The agency points out that prudent fiscal policy will continue to support Latvia's already modest debt decline, despite somewhat weaker medium-term economic growth prospects.
S&P Latvia's debt ratio is projected to decline to around 27% of gross domestic product (GDP) by 2023.
Very favorable macroeconomic conditions and strong economic growth over the years, as well as Latvia's political efforts to control expenditure, have supported fiscal consolidation, the agency explains. The low level of indebtedness could provide Latvia's small and open economy with opportunities to adjust its fiscal policy in the event of external shocks.
S&P reports that Latvia's credit rating could be raised again if Latvia's economic performance and financial position exceeded the agency's forecasts. However, given the fragile economic outlook of Latvia's most important trading partners, the Agency considers such a scenario unlikely over the next two years.

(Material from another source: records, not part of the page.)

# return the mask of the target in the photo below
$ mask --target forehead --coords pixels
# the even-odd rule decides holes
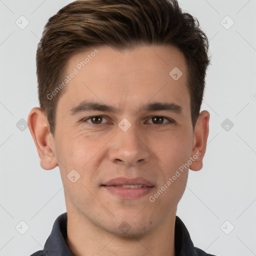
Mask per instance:
[[[138,106],[151,99],[178,104],[190,102],[186,59],[174,46],[92,48],[70,57],[66,74],[72,73],[76,74],[60,100],[64,98],[67,106],[84,100],[116,108]]]

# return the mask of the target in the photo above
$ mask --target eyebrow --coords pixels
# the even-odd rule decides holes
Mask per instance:
[[[174,103],[154,102],[144,106],[141,110],[145,112],[168,111],[180,114],[182,109],[180,106]],[[72,108],[69,112],[70,116],[74,116],[78,113],[88,111],[100,111],[114,114],[118,112],[117,108],[110,105],[88,102],[82,102],[77,106]]]

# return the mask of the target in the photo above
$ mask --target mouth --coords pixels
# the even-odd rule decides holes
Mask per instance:
[[[116,178],[102,184],[102,186],[111,194],[125,199],[141,198],[154,188],[152,182],[142,178]]]

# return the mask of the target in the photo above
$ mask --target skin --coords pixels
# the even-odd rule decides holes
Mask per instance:
[[[72,56],[66,74],[94,49]],[[190,168],[202,168],[210,114],[200,112],[194,131],[186,59],[176,48],[142,44],[122,51],[106,46],[98,50],[59,99],[54,136],[40,108],[32,108],[28,118],[41,166],[51,170],[58,166],[60,171],[68,212],[67,243],[76,256],[174,256],[177,206],[188,169],[154,202],[148,198],[197,152],[200,155]],[[176,81],[169,75],[174,67],[183,73]],[[70,115],[70,110],[84,100],[111,105],[118,112],[90,110]],[[173,103],[182,111],[142,110],[153,102]],[[101,124],[94,124],[91,119],[80,122],[98,116],[104,118]],[[163,124],[158,124],[154,116],[172,122],[164,119]],[[126,132],[118,126],[124,118],[132,124]],[[74,169],[80,175],[74,183],[66,176]],[[121,198],[101,186],[117,177],[142,177],[154,187],[138,198]],[[130,227],[125,234],[118,228],[124,221]]]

The agency also points out that Latvia's credit rating could be lowered if, contrary to its forecasts, the government's debt-to-GDP ratio increased, indicating a worsening of the current strong fiscal position. This could be the case, for example, if the fall in external demand had a significantly more adverse effect on the country's growth and financial position.
At the same time S&P Latvia's economy is expected to grow 2.7% this year.
Previous credit rating agencies S&P Global Ratings the announcement was made in September 2019, when the agency maintained its credit rating at “A” level with a stable outlook.